Marianne Kristen und Gudrun Greiner, zwei der Freiwilligen vom Sprachcafé
Frau Leisle, wie viele Freiwillige sind bei Ihnen tätig?
Derzeit sind es etwa 55 Freiwillige verschiedener Generationen bei uns tätig. Die Einsatzbereiche sind vielfältig. Sie gestalten verschiedene Angebote wie Digitalpatenschaft, Hausaufgabenhilfe, Sprachcafé, Sprachtreffs, Mobile Bücherbox, Stadtteiljury für die Stadtteilkasse, sowie Veranstaltungen wie Flohmarkt, Kreativmarkt, Frühlingswochen usw. Das freiwillige Engagement im Zukunftshaus Wedding bietet eine wichtige Plattform für Begegnung verschiedener Menschen, die Lust haben, den Wedding gemeinsam zu gestalten.
Irma Leisle, Leiterin des Zukunftshauses (MGH) Wedding
Was bieten Sie Menschen, die ihre Sprachkenntnisse verbessern möchten?
In der Jahresmitte 2022 startete das Sprachcafé mit dem Schwerpunkt auf der gesprochenen Sprache. Marianne Kristen und Gudrun Greiner haben sich von Beginn an freiwillig im Sprachcafé engagiert.
Dieses wird im Rahmen des Projektes „Generationen verbinden“ umgesetzt. Zentrales Ziel dieses Projektes ist u.a. Senior:innen durch freiwilliges Engagement eine aktive, soziale Teilhabe in der Gestaltung der Nachbarschaft zu ermöglichen. Das Projekt „Generationen verbinden“ wird durch die Deutsche Fernsehlotterie finanziert.
Was hat Sie beide, Marianne Kristen und Gudrun Greiner, zum Sprachcafe geführt?
Marianne Ich war von Anfang an dabei.
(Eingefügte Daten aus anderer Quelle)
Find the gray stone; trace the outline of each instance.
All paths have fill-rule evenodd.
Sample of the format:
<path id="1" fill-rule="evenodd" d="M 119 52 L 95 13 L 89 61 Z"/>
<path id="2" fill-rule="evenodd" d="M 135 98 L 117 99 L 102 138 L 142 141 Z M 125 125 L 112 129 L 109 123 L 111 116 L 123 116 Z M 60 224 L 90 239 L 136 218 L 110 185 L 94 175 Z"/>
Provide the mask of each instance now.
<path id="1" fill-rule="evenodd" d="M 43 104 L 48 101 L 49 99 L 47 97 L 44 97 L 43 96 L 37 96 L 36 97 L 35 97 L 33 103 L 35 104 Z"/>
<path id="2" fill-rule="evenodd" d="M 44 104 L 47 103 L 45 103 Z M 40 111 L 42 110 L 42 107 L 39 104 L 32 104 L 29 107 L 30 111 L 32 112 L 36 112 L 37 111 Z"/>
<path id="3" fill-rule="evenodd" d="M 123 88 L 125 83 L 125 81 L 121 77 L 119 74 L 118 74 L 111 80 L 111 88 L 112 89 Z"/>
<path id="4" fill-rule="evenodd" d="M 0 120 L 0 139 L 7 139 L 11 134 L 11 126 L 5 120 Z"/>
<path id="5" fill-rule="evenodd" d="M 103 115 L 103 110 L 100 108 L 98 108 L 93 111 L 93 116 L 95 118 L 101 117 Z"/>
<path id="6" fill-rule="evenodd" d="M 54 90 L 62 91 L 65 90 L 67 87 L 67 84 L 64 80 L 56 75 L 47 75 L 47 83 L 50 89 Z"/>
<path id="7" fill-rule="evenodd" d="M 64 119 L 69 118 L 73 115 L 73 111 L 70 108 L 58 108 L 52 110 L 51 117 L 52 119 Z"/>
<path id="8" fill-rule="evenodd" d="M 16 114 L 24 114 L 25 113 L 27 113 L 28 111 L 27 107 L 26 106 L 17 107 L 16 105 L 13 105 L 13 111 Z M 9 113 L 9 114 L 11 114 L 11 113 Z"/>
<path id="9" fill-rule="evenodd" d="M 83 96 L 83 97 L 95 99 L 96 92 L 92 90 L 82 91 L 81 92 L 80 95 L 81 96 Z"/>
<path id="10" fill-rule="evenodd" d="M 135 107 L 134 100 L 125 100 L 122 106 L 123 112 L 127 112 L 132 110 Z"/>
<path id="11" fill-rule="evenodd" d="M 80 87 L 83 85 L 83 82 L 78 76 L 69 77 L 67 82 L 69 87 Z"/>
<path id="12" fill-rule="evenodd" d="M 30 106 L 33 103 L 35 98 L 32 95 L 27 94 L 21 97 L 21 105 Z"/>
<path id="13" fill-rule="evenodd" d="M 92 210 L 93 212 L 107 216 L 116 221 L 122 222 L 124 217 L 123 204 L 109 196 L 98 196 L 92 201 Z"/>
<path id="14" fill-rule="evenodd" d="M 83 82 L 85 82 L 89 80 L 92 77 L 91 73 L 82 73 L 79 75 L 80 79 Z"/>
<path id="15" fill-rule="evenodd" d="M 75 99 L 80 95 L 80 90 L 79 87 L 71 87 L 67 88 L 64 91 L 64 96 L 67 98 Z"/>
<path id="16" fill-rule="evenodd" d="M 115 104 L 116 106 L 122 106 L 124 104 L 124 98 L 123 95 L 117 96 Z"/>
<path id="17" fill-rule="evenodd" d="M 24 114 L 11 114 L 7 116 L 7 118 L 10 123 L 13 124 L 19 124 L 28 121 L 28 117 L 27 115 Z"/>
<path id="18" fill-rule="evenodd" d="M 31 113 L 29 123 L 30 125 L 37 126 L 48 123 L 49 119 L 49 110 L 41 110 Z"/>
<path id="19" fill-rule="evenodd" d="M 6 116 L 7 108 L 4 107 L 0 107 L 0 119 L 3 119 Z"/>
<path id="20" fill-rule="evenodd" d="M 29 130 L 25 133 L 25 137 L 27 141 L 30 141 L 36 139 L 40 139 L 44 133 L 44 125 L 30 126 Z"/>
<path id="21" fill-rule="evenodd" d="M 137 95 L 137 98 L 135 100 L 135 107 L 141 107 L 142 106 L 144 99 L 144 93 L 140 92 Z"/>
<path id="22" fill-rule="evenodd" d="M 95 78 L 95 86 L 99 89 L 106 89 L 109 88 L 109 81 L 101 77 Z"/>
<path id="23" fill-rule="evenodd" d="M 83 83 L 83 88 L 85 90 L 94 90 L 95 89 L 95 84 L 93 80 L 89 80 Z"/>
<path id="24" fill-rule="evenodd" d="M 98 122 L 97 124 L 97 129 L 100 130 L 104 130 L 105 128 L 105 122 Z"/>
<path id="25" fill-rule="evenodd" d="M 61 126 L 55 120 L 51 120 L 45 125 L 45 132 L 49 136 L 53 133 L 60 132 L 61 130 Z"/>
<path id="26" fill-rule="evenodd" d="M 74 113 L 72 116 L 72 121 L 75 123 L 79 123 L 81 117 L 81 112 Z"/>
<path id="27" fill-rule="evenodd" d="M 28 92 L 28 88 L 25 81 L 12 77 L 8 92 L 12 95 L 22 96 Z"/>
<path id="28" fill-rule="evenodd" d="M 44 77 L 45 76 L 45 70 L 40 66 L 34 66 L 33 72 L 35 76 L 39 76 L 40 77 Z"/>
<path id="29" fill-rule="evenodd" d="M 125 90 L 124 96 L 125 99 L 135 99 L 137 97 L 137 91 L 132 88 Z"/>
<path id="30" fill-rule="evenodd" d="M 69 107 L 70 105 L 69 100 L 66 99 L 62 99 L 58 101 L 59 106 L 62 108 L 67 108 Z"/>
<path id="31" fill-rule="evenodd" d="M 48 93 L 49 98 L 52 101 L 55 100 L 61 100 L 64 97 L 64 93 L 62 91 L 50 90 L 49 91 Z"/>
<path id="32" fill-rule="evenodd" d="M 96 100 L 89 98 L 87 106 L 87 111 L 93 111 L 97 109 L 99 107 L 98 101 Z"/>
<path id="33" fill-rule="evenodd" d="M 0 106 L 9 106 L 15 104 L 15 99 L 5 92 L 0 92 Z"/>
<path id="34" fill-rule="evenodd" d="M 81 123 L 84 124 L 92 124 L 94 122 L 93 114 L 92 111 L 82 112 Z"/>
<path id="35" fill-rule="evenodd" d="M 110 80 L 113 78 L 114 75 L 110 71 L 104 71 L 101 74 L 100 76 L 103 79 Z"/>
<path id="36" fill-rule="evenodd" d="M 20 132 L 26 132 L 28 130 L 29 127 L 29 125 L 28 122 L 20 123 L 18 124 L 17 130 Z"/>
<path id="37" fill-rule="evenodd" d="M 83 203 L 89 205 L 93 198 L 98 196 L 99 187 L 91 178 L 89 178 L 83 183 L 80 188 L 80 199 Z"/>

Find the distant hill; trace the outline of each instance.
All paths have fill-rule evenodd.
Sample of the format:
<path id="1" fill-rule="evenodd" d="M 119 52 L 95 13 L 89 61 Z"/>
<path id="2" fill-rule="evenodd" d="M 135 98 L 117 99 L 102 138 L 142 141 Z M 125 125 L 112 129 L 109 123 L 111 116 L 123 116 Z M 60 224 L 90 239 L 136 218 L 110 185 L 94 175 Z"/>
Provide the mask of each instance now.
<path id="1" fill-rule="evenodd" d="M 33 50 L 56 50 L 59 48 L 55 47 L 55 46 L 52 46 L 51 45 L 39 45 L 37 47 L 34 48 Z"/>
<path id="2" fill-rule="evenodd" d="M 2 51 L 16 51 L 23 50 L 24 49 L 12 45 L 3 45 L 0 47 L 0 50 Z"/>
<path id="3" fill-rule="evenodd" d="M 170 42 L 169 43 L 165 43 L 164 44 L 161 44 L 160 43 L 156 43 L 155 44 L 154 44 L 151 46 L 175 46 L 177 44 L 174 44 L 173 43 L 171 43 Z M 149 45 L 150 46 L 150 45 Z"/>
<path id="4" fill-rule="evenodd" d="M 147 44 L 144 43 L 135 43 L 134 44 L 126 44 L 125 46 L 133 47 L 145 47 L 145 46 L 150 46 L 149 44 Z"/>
Ich kam, um nach altersgerechten Wohnen zu fragen, und war gleich überzeugt dabei, weil ich vom Ehrenamt im Sprachcafé begeistert war.
Gudrun Ich hatte von einer Bekannten erfahren, dass man ehrenamtlich Mitwirkende sucht. Sprache war schon immer mein Interesse, ich hatte dazu früher auch an der HU studiert. – Nun bin ich hier mit Feuereifer dabei. Vor allem mag ich die durchgehend freundliche Atmosphäre im Paul-Gerhardt-Stift, eine echte Willkommenskultur, die hier von allen, auch von den Hauptberuflichen, von Herzen gelebt und geteilt wird.
Wie empfinden Sie das Zusammensein mit den Teilnehmenden im Sprachcafé, das ein offener Treff ist und auch oft spontane Besuche mit sich bringt?
Marianne Die Vielfalt der Besucherinnen und Besucher ist angenehm. Viele verschiedene Sprachen machen mit. Man bekommt auch etwas zurück, zum Beispiel durch den Austausch über die Kultur und viel Dank und herzliche Umarmungen. – Das Zuhören ist mir sehr wichtig.
Gudrun Die Stadtteilmütter kommen auch zu uns. Sie sind sehr wichtige Vermittlerinnen und Koordinatorinnen zwischen Müttern, die oft kein deutsch sprechen und Familien einerseits sowie den Behörden andererseits. Sie kommen zu uns, um ihre Sprachkompetenz bei diesen Aufgaben zu verbessern. Hier sind oft das Arabische, das Persische und das Ukrainische gefragt.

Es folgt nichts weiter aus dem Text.